In a previous post I listed some options for audio data manipulation (conversion of format, sample rate, bitrate, trimming, etc), with SoX, MPlayer and FFmpeg. The obvious question is now: which one is best?

The obvious answer is: it depends. Several factors play a role in defining "the best": what audio formats do you want to convert from/to (e.g. FFmpeg and MPlayer support the typical patent/license encumbered audio and video formats like MP3 out of the box, while SoX is more conservative on this point), do you want more filtering options (SoX offers significantly more than the others), etc.

In this post we'll only look at the execution time as metric to determine "the best". Another metric could be "audio quality" but that was not important for my use case (I couldn't hear differences anyway).

Execution time experiment

I set up a small experiment to compare the three: - Input: normal MP3 file (290 seconds audio, 128 kpbs, 44kHz, stereo) - Desired output: fragment of certain length (at an offset of 60 seconds) in WAV format, mono, 22050 Hz sample frequency. - Which one is the fastest?

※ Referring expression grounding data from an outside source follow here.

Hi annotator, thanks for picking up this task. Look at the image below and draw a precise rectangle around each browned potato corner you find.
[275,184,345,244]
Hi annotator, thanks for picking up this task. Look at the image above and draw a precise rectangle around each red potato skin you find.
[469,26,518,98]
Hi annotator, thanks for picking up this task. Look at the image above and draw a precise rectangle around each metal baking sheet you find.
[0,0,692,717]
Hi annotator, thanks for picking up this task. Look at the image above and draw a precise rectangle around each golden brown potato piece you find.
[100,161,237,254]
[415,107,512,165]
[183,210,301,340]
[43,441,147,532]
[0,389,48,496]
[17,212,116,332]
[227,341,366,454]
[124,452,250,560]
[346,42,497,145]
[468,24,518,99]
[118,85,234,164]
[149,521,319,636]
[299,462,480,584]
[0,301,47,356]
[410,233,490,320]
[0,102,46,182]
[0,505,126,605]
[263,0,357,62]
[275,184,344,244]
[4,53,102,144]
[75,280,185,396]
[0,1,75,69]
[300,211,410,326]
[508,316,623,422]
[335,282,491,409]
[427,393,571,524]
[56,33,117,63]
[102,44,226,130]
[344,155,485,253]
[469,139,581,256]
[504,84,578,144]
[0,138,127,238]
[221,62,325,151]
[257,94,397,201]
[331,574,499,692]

The three commands I used were:

# FFmpeg
ffmpeg -i $input_file -y \
    -ac 1 -ar 22050 -ss 60 -t $fragment_length output-ffmpeg.wav

# MPlayer
mplayer -ao pcm:fast:waveheader:file=output-mplayer.wav \
    -af resample=22050,pan=1:0.5:0.5 \
    -vo null -vc null \
    -ss 60 -endpos $fragment_length \
    $input_file

# SoX
sox $input_file -c 1 -r 22050 output-sox.wav trim 60 $fragment_length

I tried this with fragment lengths of 5, 10, 20, 30 and 60 seconds. I ran each command several times for each fragment length, timed the execution (the "user time" reported by the command line tool "time") and calculated the average execution time (the standard deviation was small enough to only consider the average execution time).

The result (lower is better)

None

MPlayer is clearly fastest option for this use case. For 30 second fragments, FFmpeg is 1.8 times slower and SoX is 2.4 times slower. For smaller fragments, the speed difference is even larger. Also note that the execution time with MPlayer is almost proportional to the desired fragment length. SoX and FFmpeg on the other hand suffer from a non neglectable "startup" time, which disfavors small fragment lengths. However, the proportional part of FFmpeg's "curve" is less inclined than MPlayer's and for larger fragment lengths FFmpeg becomes more interesting. The crossing point is at a fragment length of roughly 2 minutes.

Setup info

Used hardware: dual core Intel Xeon, 3 GHz. Used software: FFmpeg 0.5, SoX v14.2.0 and MPlayer 1.0rc2-4.3.3 (default packages on Ubuntu 9.04).

I also did the same experiment on other computers with different hardware and different software version, and the relative results were pretty much the same. However, one significant deviation happened on a setup with Ubuntu 8.04 (LTS, Hardy Heron): SoX v14.0.0 performed roughly 8 times slower than FFmpeg and even more than 25 slower than MPlayer for the short fragment lengths.